Higgins J P, Whitehead A
Department of Applied Statistics, University of Reading, U.K.
Stat Med. 1996 Dec 30;15(24):2733-49. doi: 10.1002/(SICI)1097-0258(19961230)15:24<2733::AID-SIM562>3.0.CO;2-0.
There exists a variety of situations in which a random effects meta-analysis might be undertaken using a small number of clinical trials. A problem associated with small meta-analyses is estimating the heterogeneity between trials. To overcome this problem, information from other related studies may be incorporated into the meta-analysis. A Bayesian approach to this problem is presented using data from previous meta-analyses in the same therapeutic area to formulate a prior distribution for the heterogeneity. The treatment difference parameters are given non-informative priors. Further, related trials which compare one or other of the treatments of interest with a common third treatment are included in the model to improve inference on both the heterogeneity and the treatment difference. Two approaches to estimating relative efficacy are considered, namely a general parametric approach and a method explicit to binary data. The methodology is illustrated using data from 26 clinical trials which investigate the prevention of cirrhosis using beta-blockers and sclerotherapy. Both sources of external information lead to more precise posterior distributions for all parameters, in particular that representing heterogeneity.

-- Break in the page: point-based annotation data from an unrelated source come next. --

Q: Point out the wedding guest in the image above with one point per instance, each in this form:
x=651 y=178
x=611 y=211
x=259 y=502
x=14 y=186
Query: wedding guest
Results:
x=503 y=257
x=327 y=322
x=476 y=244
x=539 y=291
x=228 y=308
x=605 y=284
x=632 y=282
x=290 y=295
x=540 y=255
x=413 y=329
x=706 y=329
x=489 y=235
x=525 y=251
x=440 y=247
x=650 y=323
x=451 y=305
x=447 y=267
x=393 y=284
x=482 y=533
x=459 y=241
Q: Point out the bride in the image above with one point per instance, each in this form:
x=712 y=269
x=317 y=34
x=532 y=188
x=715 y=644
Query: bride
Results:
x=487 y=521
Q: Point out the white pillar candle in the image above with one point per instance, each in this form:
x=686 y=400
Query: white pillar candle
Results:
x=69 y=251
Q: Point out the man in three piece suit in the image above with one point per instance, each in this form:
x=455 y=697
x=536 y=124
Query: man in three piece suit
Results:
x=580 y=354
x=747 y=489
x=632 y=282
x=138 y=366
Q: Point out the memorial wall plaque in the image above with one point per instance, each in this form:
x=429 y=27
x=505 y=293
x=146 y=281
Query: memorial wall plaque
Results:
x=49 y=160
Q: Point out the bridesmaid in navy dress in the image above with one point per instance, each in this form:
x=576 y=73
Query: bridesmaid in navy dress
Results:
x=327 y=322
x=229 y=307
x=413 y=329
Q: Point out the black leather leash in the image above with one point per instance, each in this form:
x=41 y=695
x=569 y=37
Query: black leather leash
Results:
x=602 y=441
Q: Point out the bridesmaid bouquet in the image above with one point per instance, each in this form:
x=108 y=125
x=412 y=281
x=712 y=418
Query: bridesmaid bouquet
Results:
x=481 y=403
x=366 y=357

在多种情况下,可能会使用少量临床试验进行随机效应荟萃分析。小型荟萃分析存在的一个问题是估计各试验之间的异质性。为克服这一问题,可将其他相关研究的信息纳入荟萃分析。本文提出一种贝叶斯方法来解决此问题,即利用同一治疗领域先前荟萃分析的数据来制定异质性的先验分布。治疗差异参数采用非信息性先验。此外,将比较一种或其他感兴趣治疗与共同第三种治疗的相关试验纳入模型,以改善对异质性和治疗差异的推断。考虑了两种估计相对疗效的方法,即一般参数方法和二元数据专用方法。使用26项临床试验的数据对该方法进行了说明,这些试验研究了使用β受体阻滞剂和硬化疗法预防肝硬化的情况。两种外部信息来源都能为所有参数,特别是代表异质性的参数,带来更精确的后验分布。